Jesus, a luz na consciência


“De novo, lhes falava Jesus, dizendo: Eu sou a luz do mundo; quem me segue não andará nas trevas; pelo contrário, terá a luz da vida.” (João 8:12)

Analisando o contexto do pronunciamento do Mestre, em que ele diz ser a “luz do mundo”, é possível perceber o que de fato ele queria dizer com tal declaração. Antes de ter dito e anunciado ser a “luz do mundo”, os escribas e fariseus (teólogos e religiosos da época) tinham trazido a presença de Jesus uma mulher surpreendida na prática de um adultério. Querendo pôr em xeque a reação do Mestre para ver se ele caía em alguma contradição, citaram a lei de Moisés (lei humana) que dizia que uma pessoa surpreendida em adultério deveria ser apedrejada até a morte. O resto da história todos sabemos! Eis a frase histórica que ecoa na consciência humana até os dias atuais e continuará ecoando: “aquele que dentre vós estiver sem pecado seja o primeiro que lhe atire a pedra” (João 8:3a7). Essa luz revelada ao homem por intermédio de Jesus, foi capaz de gerar vida na consciência daqueles acusadores da mulher e na consciência da própria mulher. Diz o relato que os acusadores (escribas e fariseus), acusados pela própria consciência foram se retirando e não restou nenhum (João 8:9). A “luz do mundo”, a luz que ilumina as consciências que andam em trevas, tem o poder de uma bomba atômica capaz de expandir cada vez mais as consciências.

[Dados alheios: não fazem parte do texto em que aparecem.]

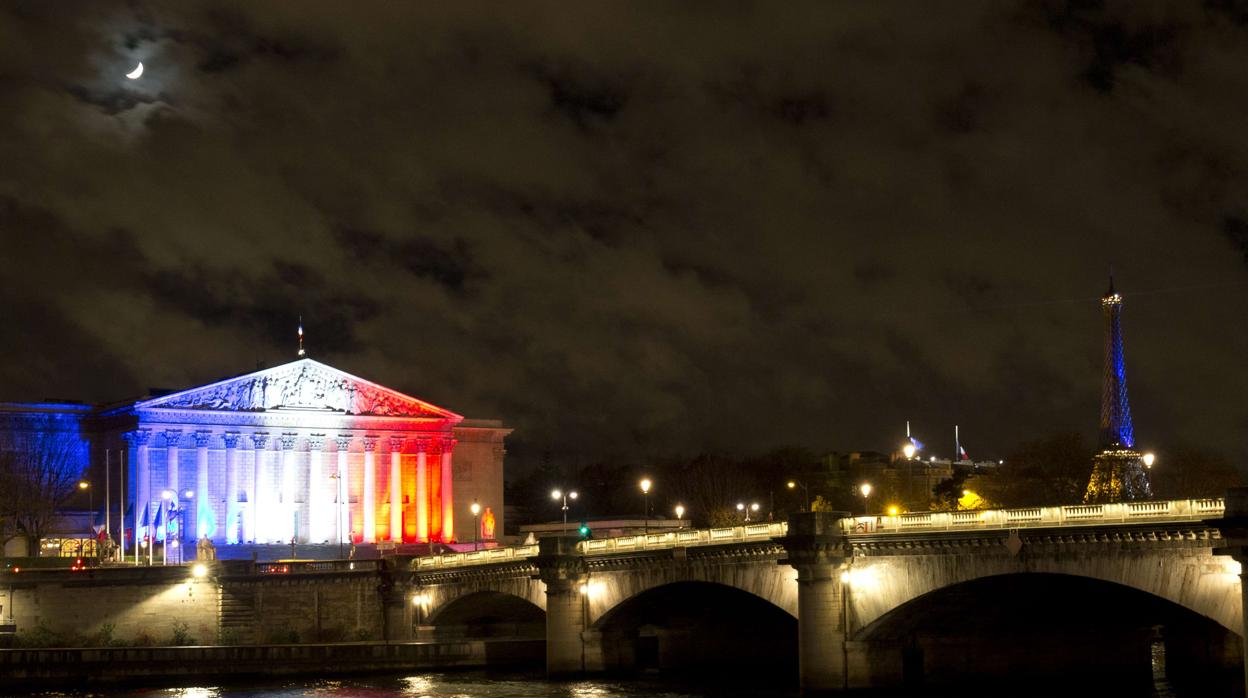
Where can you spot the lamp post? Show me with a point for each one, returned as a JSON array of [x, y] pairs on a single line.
[[337, 487], [90, 493], [476, 523], [645, 497], [560, 495], [805, 492], [746, 510]]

Todo o biólogo sabe do poder e da importância que a luz tem para gerar vidas. Sem fotossíntese, não há vida! Sem luz, a vida vegetal não libera oxigênio, não cresce, não se expande e tende a morte! O mesmo se dá com nossa consciência! Uma consciência em “trevas” está semi-morta e só pensa em morte! É só perceber o que desejavam os escribas e fariseus com a finalidade de extirpar o pecado do mundo. A consciência precisa de luz, aquela luz que vem na hora certa para oxigenar o cérebro, para expandir a mente, para mudar o olhar em relação ao mundo e as pessoas e para nos libertar dos pré-conceitos e dogmas fechados que matam e fazem definhar o ser. Jesus trouxe a luz que gerou vida, uma frase certeira no meio daquela tradição de morte (lei de Moisés). Iluminados pela luz que revela o mais íntimo do ser, os acusadores da mulher que até então estavam obscurecidos de entendimento, enxergaram as trevas dentro de si e debandaram. Nossa consciência necessita de luz para se expandir! Sem luz a mente fica fechada e a consciência “murcha” e “morre” como uma planta. Toda palavra capaz de gerar vida livre da morte, é luz com a qual devíamos nos alimentar. Um livro bom que nos remete a pensar e refletir muito, um conselho amigo que nos faz olhar de um outro ângulo, um Professor com discernimento e uma boa mensagem (Evangelho) que nos desnuda o interior e nos revela como nós realmente somos, pecadores, gera vida, muita vida. No encontro com a luz do mundo (Jesus era a sua mensagem), a consciência dos pretensos “santos” (fariseus e escribas) os coloca no seu devido lugar de pecadores, e pode fazer de uma pecadora, um testemunho de uma nova chance de vida dada (João 8:10e11) pela luz que ilumina as consciências: o Mestre de toda boa palavra.